『東京画』 ヴィム・ヴェンダース監督作品
今日は少し時間があったので、小津安二郎のサイレント作品をいくつか観ました。
そしてその後、久しぶりにこの「東京画」を鑑賞。
あれ〜?この映画ブログで紹介してなかったっけ。何回か観たんですけどね。
おそらく15年ぶりくらいなのですが、今回は妙に新鮮に感じました。何が新鮮かというと、この映画を「懐かしく」感じたということなのです。なんとなくパラドックスですよね。懐かしさが新鮮って。
なるほど、令和の時代になり、いよいよ昭和は本格的に「作品」になりつつあるのかなと。

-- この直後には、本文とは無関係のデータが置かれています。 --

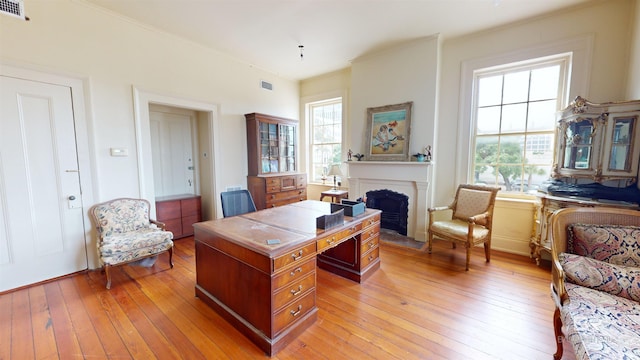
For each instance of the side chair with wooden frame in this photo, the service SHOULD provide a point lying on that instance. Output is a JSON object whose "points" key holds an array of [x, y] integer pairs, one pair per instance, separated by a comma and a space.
{"points": [[470, 219]]}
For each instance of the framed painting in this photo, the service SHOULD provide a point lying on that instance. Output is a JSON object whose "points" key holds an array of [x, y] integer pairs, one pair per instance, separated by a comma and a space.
{"points": [[387, 134]]}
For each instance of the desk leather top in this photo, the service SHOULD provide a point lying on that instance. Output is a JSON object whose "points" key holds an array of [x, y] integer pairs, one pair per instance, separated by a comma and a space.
{"points": [[293, 225]]}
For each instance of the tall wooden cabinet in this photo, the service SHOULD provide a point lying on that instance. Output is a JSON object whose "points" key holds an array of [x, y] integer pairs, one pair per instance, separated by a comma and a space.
{"points": [[272, 149]]}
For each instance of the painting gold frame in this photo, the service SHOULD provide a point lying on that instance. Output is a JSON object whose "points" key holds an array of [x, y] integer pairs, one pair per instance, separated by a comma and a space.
{"points": [[388, 132]]}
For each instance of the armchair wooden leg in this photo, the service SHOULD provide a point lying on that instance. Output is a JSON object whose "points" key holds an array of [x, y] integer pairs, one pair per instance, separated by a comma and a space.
{"points": [[107, 272], [468, 257], [557, 329], [487, 251]]}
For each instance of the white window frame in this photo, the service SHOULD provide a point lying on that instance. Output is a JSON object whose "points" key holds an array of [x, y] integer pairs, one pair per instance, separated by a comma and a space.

ヴィム・ヴェンダースが訪れたのは、1983年(昭和58年)の東京。
その年、東京の大学生活をする気満々だった私は、運命的に東京にフラれ、山梨の山奥の大学に島流しになりました。まさに運命の分岐点、今思えば東京にフラれて本当に良かった。
そういう意味もあるのでしょうか。ヴェンダースが記録した「東京」には、もう未練も憧れもなく、ただの「浮世」にしか見えません。それこそが「懐かしさ」なのです。そう、懐かしさとは、自分とのある一定の距離を前提とした感傷なのでした。
手が届かないという諦念。手元にあるものはニセモノ。それ自身にはもう会えない。それが懐かしさ。
もちろん、登場する街並みだけでなく、笠智衆も厚田雄春もとっくにこの世のものではなくなってしまいました。私たちが見ることができる彼らや風景はニセモノです。ニセモノの虚しさ、悲しさ。
実はそれこそが、戦後の小津安二郎の描こうとしたモノなのかもしれませんね。
過去は永遠に手にすることはできませんから、だからこそ今も未来も永遠なのです。そうした禅的とも言える世界の真理。そう、この世の真理はただ一つ、全ては去りゆく。全てのモノは変化していくということが、唯一の変化しないコトなのでした。
そういう意味で、このヴィム・ヴェンダースの作品もまた、時という演出を得て、小津作品に並ぶ「懐かしさ」の境地に達したとも言えそうです。